I’ve been a leader in the long fight to fund nurses in every school. I supervised the UW School of Public Health research documenting how school nurses improve both health and academic outcomes as we work to pass legislation in 2021 to finally increase the state’s funding of just .07 of a nurse per elementary school.

Graphic courtesy UW School of Public Health Community Oriented Public Health Practice Program MPH candidate students Dec. 2021.

That work and expertise were reflected in my leadership developing and passing nation leading legislation:


We still have a lot of work to continue this fight.

We know that we will have another major earthquake in our lifetimes that will kill tens of thousands of our children (and educators) because generation after generation of legislators have said let the next generation respond to this known risk, rather than investing to retrofit our schools so our children will not be killed or injured.

That is why I sponsored HB 2095 this year, the House version of Senator Frockt’s bill to create a School Seismic Safety Grant program. This builds on legislation I introduced in 2017, which led to funding of the engineering review that has identified hundreds of schools that will collapse in a major earthquake.

This year’s bill would provide $500 million to retrofit schools to meet seismic standards and ensure we complete the work evaluating which schools will fail in a large quake.

I collaborated with the The Seattle Times in their investigation disclosing how children and teachers are being exposed to deadly PCBs in schools from old lighting fixtures.

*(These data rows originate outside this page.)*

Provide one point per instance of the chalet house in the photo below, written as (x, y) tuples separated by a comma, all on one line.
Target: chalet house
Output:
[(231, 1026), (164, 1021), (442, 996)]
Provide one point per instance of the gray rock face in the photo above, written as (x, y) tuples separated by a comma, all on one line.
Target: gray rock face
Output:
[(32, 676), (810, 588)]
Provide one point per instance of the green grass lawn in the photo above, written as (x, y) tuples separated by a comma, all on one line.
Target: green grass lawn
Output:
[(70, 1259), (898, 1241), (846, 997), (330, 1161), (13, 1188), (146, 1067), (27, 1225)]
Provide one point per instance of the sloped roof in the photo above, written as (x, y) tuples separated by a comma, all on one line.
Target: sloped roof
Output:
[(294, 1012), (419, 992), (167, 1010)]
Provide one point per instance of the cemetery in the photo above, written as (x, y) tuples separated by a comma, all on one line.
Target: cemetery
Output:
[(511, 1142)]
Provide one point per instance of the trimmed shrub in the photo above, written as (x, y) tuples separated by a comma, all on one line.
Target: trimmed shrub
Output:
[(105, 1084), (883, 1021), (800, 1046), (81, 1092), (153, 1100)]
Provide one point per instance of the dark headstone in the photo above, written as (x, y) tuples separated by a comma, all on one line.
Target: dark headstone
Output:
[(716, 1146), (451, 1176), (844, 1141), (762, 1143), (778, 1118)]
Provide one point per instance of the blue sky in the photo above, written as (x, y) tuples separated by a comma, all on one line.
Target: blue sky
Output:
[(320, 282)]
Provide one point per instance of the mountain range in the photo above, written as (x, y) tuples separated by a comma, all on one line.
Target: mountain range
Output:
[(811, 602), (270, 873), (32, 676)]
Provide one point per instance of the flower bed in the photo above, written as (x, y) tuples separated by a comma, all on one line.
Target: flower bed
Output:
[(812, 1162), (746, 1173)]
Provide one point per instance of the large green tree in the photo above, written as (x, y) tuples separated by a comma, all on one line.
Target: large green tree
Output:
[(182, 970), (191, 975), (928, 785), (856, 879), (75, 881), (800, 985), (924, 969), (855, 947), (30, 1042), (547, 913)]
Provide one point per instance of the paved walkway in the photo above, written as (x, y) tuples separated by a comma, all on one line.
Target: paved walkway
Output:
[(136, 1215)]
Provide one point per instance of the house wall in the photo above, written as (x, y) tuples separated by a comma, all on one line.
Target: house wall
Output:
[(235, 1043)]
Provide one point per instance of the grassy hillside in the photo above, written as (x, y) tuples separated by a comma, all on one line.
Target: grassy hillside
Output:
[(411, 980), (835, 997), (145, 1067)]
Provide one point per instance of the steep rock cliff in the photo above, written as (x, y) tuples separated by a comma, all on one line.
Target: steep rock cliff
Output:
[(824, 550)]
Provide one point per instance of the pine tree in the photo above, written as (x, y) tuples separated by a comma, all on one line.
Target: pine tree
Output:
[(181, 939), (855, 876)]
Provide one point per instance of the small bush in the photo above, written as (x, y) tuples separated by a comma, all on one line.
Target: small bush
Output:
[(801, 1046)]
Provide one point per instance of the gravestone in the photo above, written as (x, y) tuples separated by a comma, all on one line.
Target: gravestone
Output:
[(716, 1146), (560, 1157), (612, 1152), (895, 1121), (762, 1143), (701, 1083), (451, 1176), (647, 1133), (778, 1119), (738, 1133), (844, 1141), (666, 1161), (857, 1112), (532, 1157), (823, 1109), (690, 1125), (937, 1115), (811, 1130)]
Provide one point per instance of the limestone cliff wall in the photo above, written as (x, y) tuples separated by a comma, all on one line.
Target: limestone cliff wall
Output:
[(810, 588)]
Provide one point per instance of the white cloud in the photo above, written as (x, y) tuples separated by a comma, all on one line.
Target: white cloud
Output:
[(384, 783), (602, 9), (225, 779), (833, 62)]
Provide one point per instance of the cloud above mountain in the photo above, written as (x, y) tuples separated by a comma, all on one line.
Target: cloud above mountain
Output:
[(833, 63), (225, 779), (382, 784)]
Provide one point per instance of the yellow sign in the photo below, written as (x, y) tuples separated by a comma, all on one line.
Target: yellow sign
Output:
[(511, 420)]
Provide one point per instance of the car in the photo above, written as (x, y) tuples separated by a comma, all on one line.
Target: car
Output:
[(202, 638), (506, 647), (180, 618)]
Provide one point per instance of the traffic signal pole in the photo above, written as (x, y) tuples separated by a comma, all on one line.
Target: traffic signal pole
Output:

PCBs are carcinogens, exposure at tiny levels causes damage to the immune system, nervous system, kidney function, and other dangerous health issues.

I’ve introduced an amendment to the budget for the Board of Health and UW to study how to protect our children from PCBs and to give the Board of Health the authority it needs to inspect and implement those standards to protect our children.

And, I’ve been working with three other Representatives to develop a funding program in the Capital Budget to remove these dangerous light fixtures from schools, so our school districts can do the right thing.

Our children need to be safe and learning when they are at school.

Our children and their teachers need to know that we care enough to ensure that a school building is safe.

From fighting big tobacco to stop the epidemic of nicotine addiction from vaping to ensuring our children don’t die in an earthquake, to ensuring we have school nurses, I’ll keep working to protect and promote our children’s health and safety because we can’t push the hidden cost of delay to another generation – and it’s our paramount duty!